Division of Interventional Ultrasound, Department of Medical Ultrasonics, The First Affiliated Hospital of Sun Yat-Sen University, No.58 Zhong Shan Road 2, Guangzhou, 510080, China.
Department of Ultrasonography, State Key Laboratory of Oncology in South China, Collaborative Innovation Center of Cancer Medicine, Sun Yat-Sen University Cancer Center, Guangzhou, 510060, China.
Eur Radiol. 2023 Nov;33(11):7665-7674. doi: 10.1007/s00330-023-09803-w. Epub 2023 Jun 14.
To develop and validate a nomogram based on liver stiffness (LS) for predicting symptomatic post-hepatectomy (PHLF) in patients with hepatocellular carcinoma (HCC).
A total of 266 patients with HCC were enrolled prospectively from three tertiary referral hospitals from August 2018 to April 2021. All patients underwent preoperative laboratory examination to obtain parameters of liver function. Two-dimensional shear wave elastography (2D-SWE) was performed to measure LS. Three-dimensional virtual resection obtained the different volumes including future liver remnant (FLR). A nomogram was developed by using logistic regression and determined by receiver operating characteristic (ROC) curve analysis and calibration curve analysis, which was validated internally and externally.

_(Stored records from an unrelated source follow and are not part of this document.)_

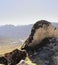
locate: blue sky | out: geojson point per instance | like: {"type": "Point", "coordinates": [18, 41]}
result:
{"type": "Point", "coordinates": [22, 12]}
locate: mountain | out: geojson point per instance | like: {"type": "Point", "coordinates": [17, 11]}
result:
{"type": "Point", "coordinates": [20, 32]}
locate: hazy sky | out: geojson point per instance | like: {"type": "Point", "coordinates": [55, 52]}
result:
{"type": "Point", "coordinates": [21, 12]}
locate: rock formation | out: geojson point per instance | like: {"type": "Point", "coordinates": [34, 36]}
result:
{"type": "Point", "coordinates": [41, 31]}
{"type": "Point", "coordinates": [13, 57]}
{"type": "Point", "coordinates": [41, 46]}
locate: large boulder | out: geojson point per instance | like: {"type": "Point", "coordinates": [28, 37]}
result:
{"type": "Point", "coordinates": [13, 57]}
{"type": "Point", "coordinates": [41, 31]}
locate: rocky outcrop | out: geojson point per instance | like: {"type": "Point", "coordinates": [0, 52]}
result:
{"type": "Point", "coordinates": [41, 31]}
{"type": "Point", "coordinates": [41, 46]}
{"type": "Point", "coordinates": [13, 57]}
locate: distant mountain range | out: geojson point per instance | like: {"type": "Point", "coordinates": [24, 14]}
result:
{"type": "Point", "coordinates": [20, 32]}
{"type": "Point", "coordinates": [11, 31]}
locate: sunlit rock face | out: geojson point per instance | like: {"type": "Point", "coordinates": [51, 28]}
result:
{"type": "Point", "coordinates": [41, 30]}
{"type": "Point", "coordinates": [13, 57]}
{"type": "Point", "coordinates": [42, 44]}
{"type": "Point", "coordinates": [22, 62]}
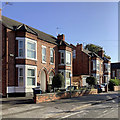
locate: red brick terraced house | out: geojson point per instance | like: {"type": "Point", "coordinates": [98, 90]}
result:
{"type": "Point", "coordinates": [87, 63]}
{"type": "Point", "coordinates": [115, 70]}
{"type": "Point", "coordinates": [31, 58]}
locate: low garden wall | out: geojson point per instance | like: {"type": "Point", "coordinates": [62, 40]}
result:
{"type": "Point", "coordinates": [38, 98]}
{"type": "Point", "coordinates": [116, 88]}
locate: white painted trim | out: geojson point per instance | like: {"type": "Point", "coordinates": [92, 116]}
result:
{"type": "Point", "coordinates": [64, 71]}
{"type": "Point", "coordinates": [25, 40]}
{"type": "Point", "coordinates": [35, 68]}
{"type": "Point", "coordinates": [27, 88]}
{"type": "Point", "coordinates": [65, 57]}
{"type": "Point", "coordinates": [53, 56]}
{"type": "Point", "coordinates": [44, 46]}
{"type": "Point", "coordinates": [13, 89]}
{"type": "Point", "coordinates": [31, 41]}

A nomogram was constructed with the following variables: FLR ratio (FLR of total liver volume), LS greater than 9.5 kPa, Child-Pugh grade, and the presence of clinically significant portal hypertension (CSPH). This nomogram enabled differentiation of symptomatic PHLF in the derivation cohort (area under curve [AUC], 0.915), internal fivefold cross-validation (mean AUC, 0.918), internal validation cohort (AUC, 0.876) and external validation cohort (AUC, 0.845). The nomogram also showed good calibration in the derivation, internal validation, and external validation cohorts (Hosmer-Lemeshow goodness-of-fit test, p = 0.641, p = 0.06, and p = 0.127, respectively). Accordingly, the safe limit of the FLR ratio was stratified using the nomogram.

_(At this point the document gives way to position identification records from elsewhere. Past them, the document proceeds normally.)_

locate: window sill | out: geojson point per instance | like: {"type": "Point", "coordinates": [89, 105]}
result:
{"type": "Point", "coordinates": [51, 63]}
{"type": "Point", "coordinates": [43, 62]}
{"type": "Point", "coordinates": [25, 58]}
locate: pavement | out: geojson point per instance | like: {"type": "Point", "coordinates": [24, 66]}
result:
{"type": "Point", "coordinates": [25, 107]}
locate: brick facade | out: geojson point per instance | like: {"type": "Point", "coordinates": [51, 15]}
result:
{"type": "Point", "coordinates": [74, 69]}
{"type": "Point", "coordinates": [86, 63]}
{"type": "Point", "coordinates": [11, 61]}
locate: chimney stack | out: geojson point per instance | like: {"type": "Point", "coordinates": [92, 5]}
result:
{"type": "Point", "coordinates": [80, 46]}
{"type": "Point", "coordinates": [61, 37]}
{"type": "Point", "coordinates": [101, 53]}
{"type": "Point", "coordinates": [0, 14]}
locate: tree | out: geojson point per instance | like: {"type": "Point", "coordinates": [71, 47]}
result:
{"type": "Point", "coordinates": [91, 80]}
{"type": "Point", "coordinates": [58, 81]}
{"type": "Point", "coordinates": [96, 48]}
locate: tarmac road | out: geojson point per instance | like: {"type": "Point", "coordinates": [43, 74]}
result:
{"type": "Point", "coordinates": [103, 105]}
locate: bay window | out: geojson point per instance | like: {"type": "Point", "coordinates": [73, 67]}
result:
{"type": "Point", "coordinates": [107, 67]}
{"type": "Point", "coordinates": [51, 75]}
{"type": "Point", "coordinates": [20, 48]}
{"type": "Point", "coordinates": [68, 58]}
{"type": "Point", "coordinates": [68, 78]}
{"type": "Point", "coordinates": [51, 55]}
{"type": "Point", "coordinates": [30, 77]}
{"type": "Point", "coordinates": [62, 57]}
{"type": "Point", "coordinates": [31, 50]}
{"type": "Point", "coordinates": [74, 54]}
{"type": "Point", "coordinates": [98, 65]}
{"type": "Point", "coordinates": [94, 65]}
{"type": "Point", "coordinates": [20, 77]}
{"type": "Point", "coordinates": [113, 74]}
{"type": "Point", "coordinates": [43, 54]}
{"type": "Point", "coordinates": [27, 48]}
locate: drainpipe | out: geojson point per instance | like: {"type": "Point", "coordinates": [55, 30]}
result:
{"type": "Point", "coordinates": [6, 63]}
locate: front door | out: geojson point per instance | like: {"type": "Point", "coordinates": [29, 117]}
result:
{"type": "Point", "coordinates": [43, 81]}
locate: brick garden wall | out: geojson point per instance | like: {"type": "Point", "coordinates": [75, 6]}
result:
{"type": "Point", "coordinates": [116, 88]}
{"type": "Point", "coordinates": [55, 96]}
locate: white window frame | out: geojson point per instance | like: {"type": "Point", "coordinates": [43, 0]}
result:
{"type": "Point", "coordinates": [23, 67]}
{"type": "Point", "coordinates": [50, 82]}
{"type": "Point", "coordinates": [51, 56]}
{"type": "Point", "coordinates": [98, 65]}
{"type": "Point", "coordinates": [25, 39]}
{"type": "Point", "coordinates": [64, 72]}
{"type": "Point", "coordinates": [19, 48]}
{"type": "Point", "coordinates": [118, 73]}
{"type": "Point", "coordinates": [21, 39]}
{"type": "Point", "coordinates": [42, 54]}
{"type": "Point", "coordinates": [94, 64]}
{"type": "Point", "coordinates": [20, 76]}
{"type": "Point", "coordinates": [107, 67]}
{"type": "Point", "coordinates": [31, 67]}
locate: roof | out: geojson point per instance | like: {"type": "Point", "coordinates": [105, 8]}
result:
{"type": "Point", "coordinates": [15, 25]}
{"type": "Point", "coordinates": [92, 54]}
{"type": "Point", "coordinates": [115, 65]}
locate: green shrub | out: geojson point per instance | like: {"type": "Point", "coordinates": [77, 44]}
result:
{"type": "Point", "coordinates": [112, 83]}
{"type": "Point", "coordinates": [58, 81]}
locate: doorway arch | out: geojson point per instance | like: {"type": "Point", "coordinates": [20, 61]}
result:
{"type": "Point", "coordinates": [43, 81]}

An elevated level of LS was associated with the occurrence of symptomatic PHLF in HCC. A preoperative nomogram integrating LS, clinical and volumetric features was useful in predicting postoperative outcomes in patients with HCC, which might help surgeons in the management of HCC resection.
A serial of the safe limit of the future liver remnant was proposed by a preoperative nomogram for hepatocellular carcinoma, which might help surgeons in 'how much remnant is enough in liver resection'.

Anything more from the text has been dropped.